Some prominent points:
- Lawyers are attending conferences on how to attack the electronic medical record
- Losing lab and x-ray data through failures in tracking
- Cut and paste was called "plagiarism" by the judge
- Using auto-complete without confirming the information
- Avoiding complex notes that are incoherent
- Understanding the limitations of electronic signatures
- Being careful with templates
- Lack of individualized information about the particular patient
- Gender confusion
- Positive findings in 1 section noted negative in another section
- Alert fatigue mistakes
- Typos and large number of empty spaces
The provider must never forget that the computer automatically captures the timeline of documentation in the document. However, that recorded timeline may not accurately represent the sequence of care. It is thus important to state the actual timeline (sequence, preferably with times) of clinical events in the clinical course of the medical decision making. Many cases that go to trial hinge on a comparison of times between the records made by the physician, the nurses, the other staff, and yes, now, the computer.

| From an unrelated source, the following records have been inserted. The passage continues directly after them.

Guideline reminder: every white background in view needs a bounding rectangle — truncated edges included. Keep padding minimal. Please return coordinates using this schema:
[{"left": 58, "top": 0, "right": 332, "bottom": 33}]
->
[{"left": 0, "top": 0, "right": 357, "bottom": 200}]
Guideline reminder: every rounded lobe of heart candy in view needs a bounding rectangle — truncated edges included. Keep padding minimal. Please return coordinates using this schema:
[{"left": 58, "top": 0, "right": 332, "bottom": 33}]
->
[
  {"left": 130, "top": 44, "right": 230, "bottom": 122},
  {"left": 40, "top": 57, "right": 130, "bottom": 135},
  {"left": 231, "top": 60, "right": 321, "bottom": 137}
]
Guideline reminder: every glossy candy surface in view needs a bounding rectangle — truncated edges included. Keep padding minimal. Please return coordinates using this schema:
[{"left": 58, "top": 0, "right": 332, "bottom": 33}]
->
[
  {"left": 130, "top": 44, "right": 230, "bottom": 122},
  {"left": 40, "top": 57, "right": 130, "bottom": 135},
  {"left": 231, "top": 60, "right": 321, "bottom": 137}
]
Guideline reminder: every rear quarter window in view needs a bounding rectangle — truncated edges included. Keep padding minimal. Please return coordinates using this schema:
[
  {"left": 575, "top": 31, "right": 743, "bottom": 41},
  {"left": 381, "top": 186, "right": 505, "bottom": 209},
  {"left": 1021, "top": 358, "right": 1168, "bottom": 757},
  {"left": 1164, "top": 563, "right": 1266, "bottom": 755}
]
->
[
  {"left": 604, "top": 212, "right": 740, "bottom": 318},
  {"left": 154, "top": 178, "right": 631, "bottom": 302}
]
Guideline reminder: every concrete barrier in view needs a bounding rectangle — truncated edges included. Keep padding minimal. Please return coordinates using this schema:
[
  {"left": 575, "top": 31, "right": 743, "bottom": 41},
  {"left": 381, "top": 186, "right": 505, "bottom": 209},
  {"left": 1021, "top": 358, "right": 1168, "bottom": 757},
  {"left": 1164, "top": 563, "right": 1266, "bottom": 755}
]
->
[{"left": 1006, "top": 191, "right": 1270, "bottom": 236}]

Read the final output before signing. A few words or sentences typed or dictated through voice-activated technology (e.g. Dragon) can insert meaning and coherence into an automatically synthesized notation that otherwise would read like "electric babble". Read the nursing notes. Explain any discrepancies. Read that last sentence again.
Acknowledge warning alerts and state in the record your medically appropriate decision, along with a brief summary of the basis for that decision.
The cost and complications of the electronic health record will continue to rise until the process is simplified and designed for end-users. It is going to get worse, before it gets better.